While most solutions focus on the software first, Epic predefines the software in this solution. Thus, the critical variable is the hardware for VMware Cloud Foundation and so we call out the hardware resources first due to the importance of the performance criteria for Epic on VMware Cloud Foundation and vSAN.

As part of the research for this guide, we test with the below hardware. Note that this hardware simply serves as a baseline. Refer to the Epic Hardware Guide and the vSAN HCG for the most recent hardware recommendations. Each VMware Cloud Foundation node has the following configuration:

Table 1. Hardware Configuration for ODB and Analytical Database vSAN Cluster Cluster—Small Customer

PROPERTY

SPECIFICATION

 

Purpose

Server model name

6 x Dell EMC PowerEdge 640

 

CPU

2 x Intel(R) Xeon(R) Platinum 6254 CPU @ 3.10GHz, 18 core each

 

RAM

576GB

 

Network adapter

1 x Mellanox Technologies MT27710 (dual port)

2 x Intel X550 (dual port)

vSAN Network Traffic

VM Traffic

vMotion and Management Traffic

Storage adapter

1 x Dell HBA330 Adapter

 

Disks

Cache: 2 x 1600GB Write Intensive NVMe

Capacity: 8 x 3.84TB Mixed Use SAS SSDs

 

 

VMware Cloud Foundation and vSAN Best Practice:

Although VMware vSAN supports a wide range of hardware for optimal performance with applications such as EHRs, we recommend the following storage best practices:

  • Minimum Dual Intel Gold processors with minimum of 18 cores per socket and 2.6GHz frequency base[1]
  • Minimum of 576GB RAM per vSAN node
  • Minimum (4) 10GbE, preferred 25GbE Network Interface Cards
  • Two disk groups minimum per vSAN node, with a minimum of (5) disks per disk group
  • Mixed Use or Write Intensive NVMe SSDs for the vSAN cache tier disks
  • Mixed Use NVMe or 12Gb SAS SSDs for the vSAN capacity tier disks
  • Network Switches must be a non-blocking architecture and with high-buffers
  • Ensure all components are on the VMware vSAN Hardware Compatibility Guide

These recommendations should be cross-referenced with the Epic Hardware Configuration Guide. Hardware configurations that do not meet the VMware vSAN requirements for Epic EHR may impact performance.

Network Configuration

Figure 1 shows the VMware vSphere Distributed Switches configuration for the workload domain of the VMware Cloud. Two 25 GbE vmnics were used and configured with teaming policies.
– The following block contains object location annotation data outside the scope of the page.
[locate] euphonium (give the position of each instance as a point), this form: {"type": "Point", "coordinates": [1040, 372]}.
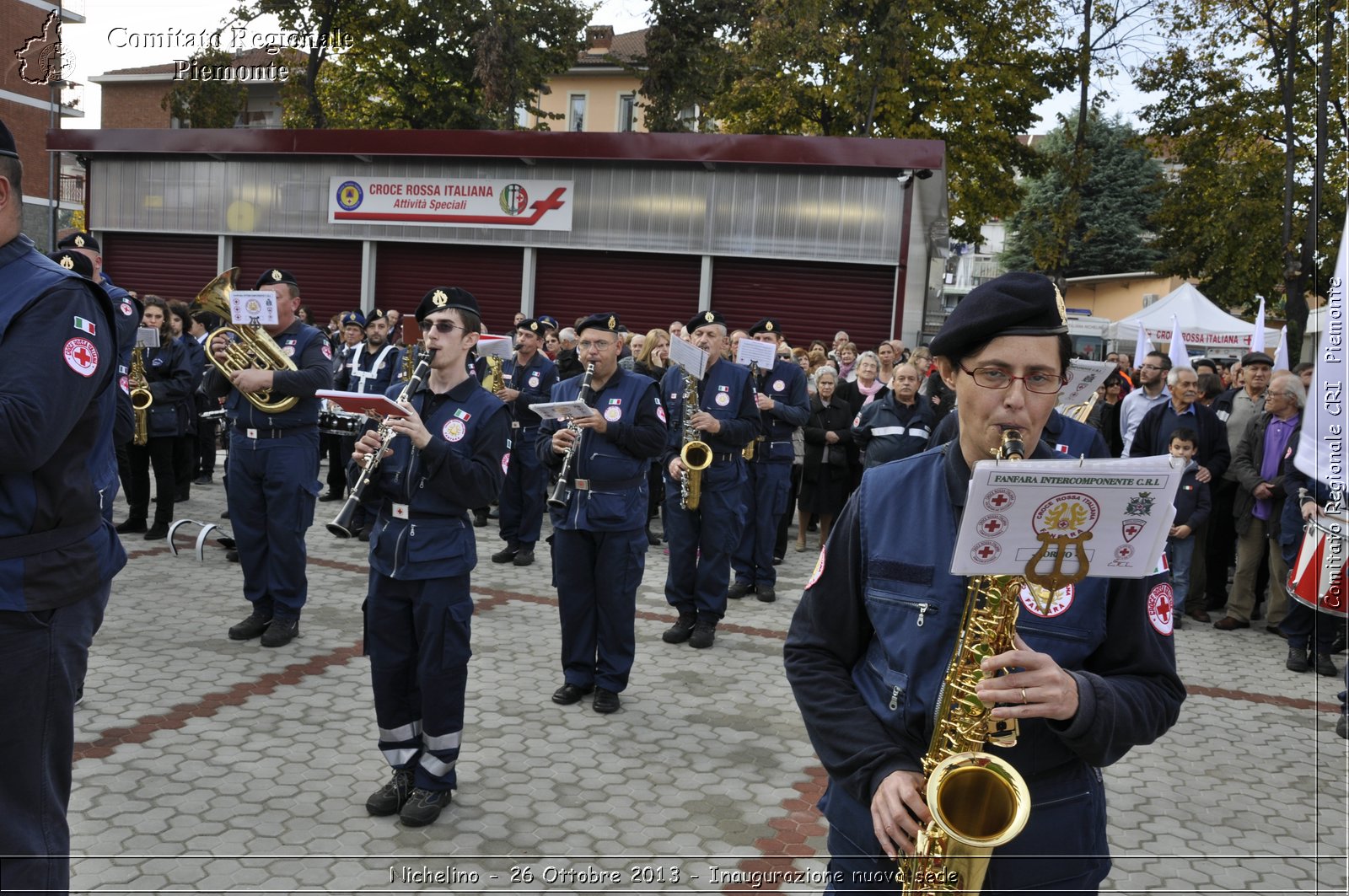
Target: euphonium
{"type": "Point", "coordinates": [141, 397]}
{"type": "Point", "coordinates": [977, 799]}
{"type": "Point", "coordinates": [254, 348]}
{"type": "Point", "coordinates": [695, 453]}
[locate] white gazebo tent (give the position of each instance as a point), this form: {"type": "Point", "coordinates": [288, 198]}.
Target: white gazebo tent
{"type": "Point", "coordinates": [1205, 328]}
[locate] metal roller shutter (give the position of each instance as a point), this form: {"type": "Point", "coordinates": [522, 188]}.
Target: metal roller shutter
{"type": "Point", "coordinates": [811, 300]}
{"type": "Point", "coordinates": [647, 292]}
{"type": "Point", "coordinates": [328, 271]}
{"type": "Point", "coordinates": [404, 271]}
{"type": "Point", "coordinates": [173, 266]}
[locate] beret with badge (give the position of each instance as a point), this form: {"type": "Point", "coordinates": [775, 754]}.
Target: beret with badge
{"type": "Point", "coordinates": [80, 239]}
{"type": "Point", "coordinates": [440, 298]}
{"type": "Point", "coordinates": [606, 320]}
{"type": "Point", "coordinates": [73, 262]}
{"type": "Point", "coordinates": [766, 325]}
{"type": "Point", "coordinates": [705, 319]}
{"type": "Point", "coordinates": [1015, 304]}
{"type": "Point", "coordinates": [274, 276]}
{"type": "Point", "coordinates": [1256, 358]}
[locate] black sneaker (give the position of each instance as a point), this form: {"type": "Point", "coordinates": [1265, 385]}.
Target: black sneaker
{"type": "Point", "coordinates": [390, 797]}
{"type": "Point", "coordinates": [680, 632]}
{"type": "Point", "coordinates": [739, 590]}
{"type": "Point", "coordinates": [280, 633]}
{"type": "Point", "coordinates": [422, 807]}
{"type": "Point", "coordinates": [703, 636]}
{"type": "Point", "coordinates": [250, 628]}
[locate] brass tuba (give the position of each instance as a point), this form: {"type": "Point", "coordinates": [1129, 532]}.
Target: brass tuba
{"type": "Point", "coordinates": [253, 347]}
{"type": "Point", "coordinates": [141, 395]}
{"type": "Point", "coordinates": [977, 799]}
{"type": "Point", "coordinates": [695, 453]}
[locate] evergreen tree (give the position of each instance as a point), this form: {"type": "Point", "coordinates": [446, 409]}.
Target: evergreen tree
{"type": "Point", "coordinates": [1104, 227]}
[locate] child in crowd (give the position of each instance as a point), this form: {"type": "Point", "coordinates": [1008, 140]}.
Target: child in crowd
{"type": "Point", "coordinates": [1193, 507]}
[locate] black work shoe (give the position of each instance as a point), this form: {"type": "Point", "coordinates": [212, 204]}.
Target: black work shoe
{"type": "Point", "coordinates": [280, 633]}
{"type": "Point", "coordinates": [250, 628]}
{"type": "Point", "coordinates": [422, 807]}
{"type": "Point", "coordinates": [606, 700]}
{"type": "Point", "coordinates": [570, 694]}
{"type": "Point", "coordinates": [391, 797]}
{"type": "Point", "coordinates": [703, 636]}
{"type": "Point", "coordinates": [680, 632]}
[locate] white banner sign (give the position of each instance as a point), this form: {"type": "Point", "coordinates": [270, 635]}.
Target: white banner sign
{"type": "Point", "coordinates": [541, 206]}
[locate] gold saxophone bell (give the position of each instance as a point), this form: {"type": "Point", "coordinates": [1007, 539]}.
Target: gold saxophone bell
{"type": "Point", "coordinates": [254, 348]}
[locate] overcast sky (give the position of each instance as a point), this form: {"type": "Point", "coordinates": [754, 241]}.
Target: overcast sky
{"type": "Point", "coordinates": [98, 46]}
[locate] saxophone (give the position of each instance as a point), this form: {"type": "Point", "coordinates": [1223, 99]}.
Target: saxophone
{"type": "Point", "coordinates": [141, 397]}
{"type": "Point", "coordinates": [695, 453]}
{"type": "Point", "coordinates": [977, 799]}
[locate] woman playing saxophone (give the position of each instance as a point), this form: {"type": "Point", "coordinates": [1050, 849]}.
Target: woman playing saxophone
{"type": "Point", "coordinates": [1086, 675]}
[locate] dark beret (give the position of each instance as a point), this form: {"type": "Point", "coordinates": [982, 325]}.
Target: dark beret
{"type": "Point", "coordinates": [703, 319]}
{"type": "Point", "coordinates": [7, 145]}
{"type": "Point", "coordinates": [607, 321]}
{"type": "Point", "coordinates": [1016, 304]}
{"type": "Point", "coordinates": [80, 239]}
{"type": "Point", "coordinates": [274, 276]}
{"type": "Point", "coordinates": [1256, 358]}
{"type": "Point", "coordinates": [73, 262]}
{"type": "Point", "coordinates": [443, 298]}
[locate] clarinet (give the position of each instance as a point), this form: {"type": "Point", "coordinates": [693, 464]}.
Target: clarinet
{"type": "Point", "coordinates": [563, 490]}
{"type": "Point", "coordinates": [341, 525]}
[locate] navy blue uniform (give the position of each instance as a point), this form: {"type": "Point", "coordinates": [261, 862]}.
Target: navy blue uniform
{"type": "Point", "coordinates": [422, 550]}
{"type": "Point", "coordinates": [870, 644]}
{"type": "Point", "coordinates": [58, 552]}
{"type": "Point", "coordinates": [526, 480]}
{"type": "Point", "coordinates": [888, 429]}
{"type": "Point", "coordinates": [768, 482]}
{"type": "Point", "coordinates": [701, 540]}
{"type": "Point", "coordinates": [274, 474]}
{"type": "Point", "coordinates": [599, 537]}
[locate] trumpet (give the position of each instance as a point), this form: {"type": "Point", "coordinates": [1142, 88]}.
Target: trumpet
{"type": "Point", "coordinates": [141, 395]}
{"type": "Point", "coordinates": [341, 525]}
{"type": "Point", "coordinates": [251, 347]}
{"type": "Point", "coordinates": [695, 453]}
{"type": "Point", "coordinates": [563, 490]}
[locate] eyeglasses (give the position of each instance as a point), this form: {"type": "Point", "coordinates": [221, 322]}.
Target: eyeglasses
{"type": "Point", "coordinates": [997, 378]}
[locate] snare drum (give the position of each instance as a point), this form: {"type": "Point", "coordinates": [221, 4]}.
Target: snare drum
{"type": "Point", "coordinates": [1317, 577]}
{"type": "Point", "coordinates": [341, 422]}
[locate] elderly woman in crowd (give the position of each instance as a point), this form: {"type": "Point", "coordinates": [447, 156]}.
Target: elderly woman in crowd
{"type": "Point", "coordinates": [826, 471]}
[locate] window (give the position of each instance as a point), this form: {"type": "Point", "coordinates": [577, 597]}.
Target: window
{"type": "Point", "coordinates": [577, 112]}
{"type": "Point", "coordinates": [626, 112]}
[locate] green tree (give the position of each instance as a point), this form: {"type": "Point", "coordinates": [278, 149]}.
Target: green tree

In the management workload domain, NSX-T resides on the management port group of the virtual dedicated server. In the Epic VI workload domain, we use NSX-T to add segments to the VDS. For the NSX-T design guidance, see NSX-T Reference Design.

Epic VCF Net

Figure 1. VMware vSphere Distributed Switches Configuration

Beyond the segments created by VMware Cloud Foundation, we created two additional segments to service production VM traffic isolated from non-production VM traffic.

Table 2. Networking Configuration

 

Segment

Teaming Policy

VMNIC0

VMNIC1

Management network

Route based on Physical NIC load

Active

Active

VM network

Route based on Physical NIC load

Active

Active

vSphere vMotion

Route based on Physical NIC load

Active

Active

vSAN

Route based on Physical NIC load

Active

Active

Hospital

Load Balance Source

Active

Active

VMware Cloud Foundation vSAN Best Practice:

  • Configure Large MTU for vSAN traffic

Architecture Diagram

In our test environment, we deployed a 6-node Virtual Infrastructure (VI) Workload Domain to validate the Epic database workloads and a 4-node Management Workload Domain. We consulted with Epic lead architects and followed their best practices. Epic testing and recommendations methodology are quite strict and with the onset of Hyperconverged Infrastructure, they asked VMware to test additional workloads and scenarios.

Table 3. VM Settings

VM Role

Purpose

VM Count

Operational Database

Production

1

Operational Database

Non-Production

1

Clarity

Production

1

Clarity

Non-Production

1

Caboodle

Production

1

Caboodle

Non-Production

1

Cube

Production

1

Cube

Non-Production

1

MST ACE

Production

1

VMware vCenter

Production

1

VM Role

Purpose

VM Count

Management Domain vCenter Server

Mgmt. Production

1

Platform Server Controller

Mgmt. Production

2

SDDC Manager

Mgmt. Production

1

Management Domain NSX-T Manager

Mgmt. Production

3

VI Workload Domain NSX-T Manager

Mgmt. Production

3

vRealize Log Insight

Mgmt. Production

3

vRealize Lifecycle Manager

Mgmt. Production

1

vRealize Operations

Mgmt. Production

1

With our Database vSAN cluster, both performance and availability are the driving factors; thus, we used (6) nodes that allow us to set Failures to Tolerate to 2 (FTT=2). The architecture illustrated above delivers the required performance for Epic ODB. We found that while using RAID1 for the ODB’s VDMK’s and running an aggressive IO test that vSAN maintains the required IO response time.  This configuration is designed for a small Epic customer. This cluster size can scale to what is required in Epic’s Hardware configuration guide.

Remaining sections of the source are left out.